Tennessee is joining Oklahoma, Iowa, Missouri and about a dozen other states in attempting to give criminal immunity to drivers who “unintentionally” plow their cars into protesters.
The bill would shield drivers from criminal prosecution, but only if they somehow “exercises due caution” while ramming into a crowd of soft fragile human bodies. From WZTV:
Lawmakers supporting the bill say it protects drivers from harm if they’re targeted during a protest.
“If you’re intentionally cause harm this bill won’t cover you, that’s not what we’re trying to do here,” Representative William Lamberth said in a recent hearing on the bill.
Lawmakers discussed the bill in a criminal justice subcommittee meeting. Representative Bruce Griffey, who co-sponsored the bill, said he wanted stronger language to protect people trying to drive away from protests.
“Maybe [we] add a provision if someone is trying to flee the situation to avoid the life threatening situation and they happen to hurt someone in the course of fleeing,” Griffey said.
That sounds completely reasonable, right? It’s really the additional language in the bill that would bump up blocking streets as a form of protest from a misdemeanor to a felony that makes all that “unintentionally” language seem like a real wink and a nod to those who would do harm to protesters. Such bills are almost always equal parts harsher punishments for protesters and more protections for drivers, like Oklahoma’s, which would make blocking a road a felony punishable by two years and make it harder for protesters to be released from jail.
It’s not as if people who plow into protesters receive much in the way of punishment right now anyway. By the middle of last summer during the height of the Black Lives Matters protests there were 66 incidents of cars ramming protesters with only 24 of those cases resulting any kind of charges. Seven of those incidents involved police cars hitting protestors. Prosecutors routinely decline to press chargers against drivers when they feel an argument could be made that drivers were fleeing for their lives.
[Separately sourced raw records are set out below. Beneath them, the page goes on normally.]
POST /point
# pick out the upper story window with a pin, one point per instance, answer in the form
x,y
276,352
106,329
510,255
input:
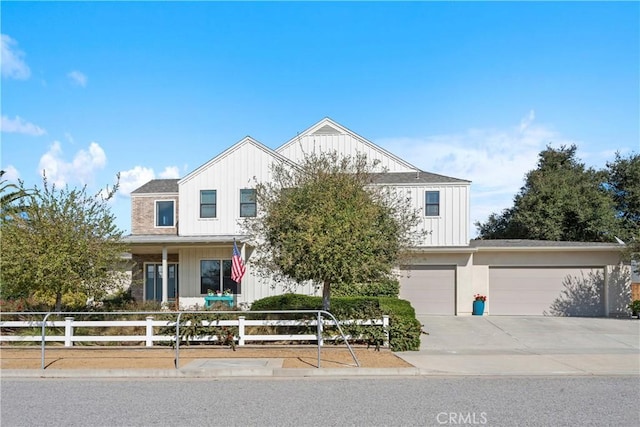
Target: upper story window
x,y
432,203
165,213
208,204
248,206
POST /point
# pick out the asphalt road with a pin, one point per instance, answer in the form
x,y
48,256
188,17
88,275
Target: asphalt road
x,y
416,401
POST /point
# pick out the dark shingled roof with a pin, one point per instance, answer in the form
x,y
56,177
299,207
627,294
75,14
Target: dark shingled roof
x,y
158,186
418,177
519,243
The most well-known incident of a driver driving into a crowd occurred in 2017, when James Alex Fields Jr. rammed into a peaceful protest against the Unite the Right rally, killing Heather Heyer and injuring one more. Fields was actually charged and is currently serving life in prison. Before Heyer’s death, North Carolina was also considering a similar bill, but it was allowed to fade following the attack. Kinda makes you think this legislation isn’t such a good idea.